A room full of people watched as this morbidly obese bird cawed desperately to any staff member who would listen, Danish crumbs still stuck to her face and feathers from her recent glutting. She’d take a pay cut, work unpaid overtime, even sacrifice all holiday leave—whatever it would take to come back.
Her plan backfired. Shocked to see her in such a state, the district manager had put her on immediate, indefinite medical leave.
That was three months ago. Since then, she had been informed that they would be reassessing her suitability for employment within the library service. She was confident that they were going to fire her.
She’d stayed cooped up at home ever since, too embarrassed and depressed to step outside.
Meredith still received a manager’s salary for the time being, but every penny that didn’t pay a bill was now going toward stuffing her face with delivery food. She didn’t care what it did to her anymore; she had nowhere she needed to go and no one who needed to see her. Food could, at least, fill one of the gaping holes deep inside of her.
She lunged again, grunting louder than before as she finally snatched a few cookies up from the table and pushed them wholesale into her beak, crunching them up and quickly gulping down the crumbs.
Her unclothed gut ascended well above the surface of the mattress in this position, the top of it rising and falling with her rapid breathing.
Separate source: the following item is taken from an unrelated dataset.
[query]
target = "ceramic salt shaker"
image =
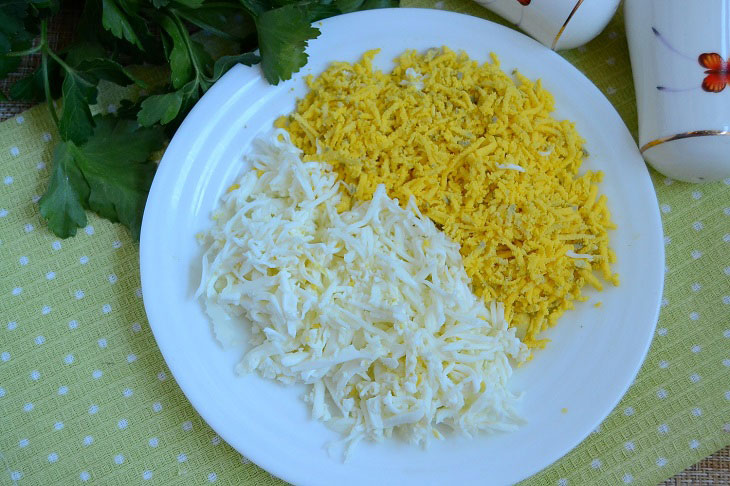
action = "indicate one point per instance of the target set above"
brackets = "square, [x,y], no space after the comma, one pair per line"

Mentally, leaving her bed was hard; physically leaving it was becoming harder by the day. Some days she didn’t bother leaving at all.
Her hope now was that becoming truly unemployed, and the drastic reduction in income she’d have as a ward of the state, would finally stymie her binge eating and help her finally lose some of this weight.
As she noticed her bedsprings groan beneath her, Meredith could only hope that day was coming soon.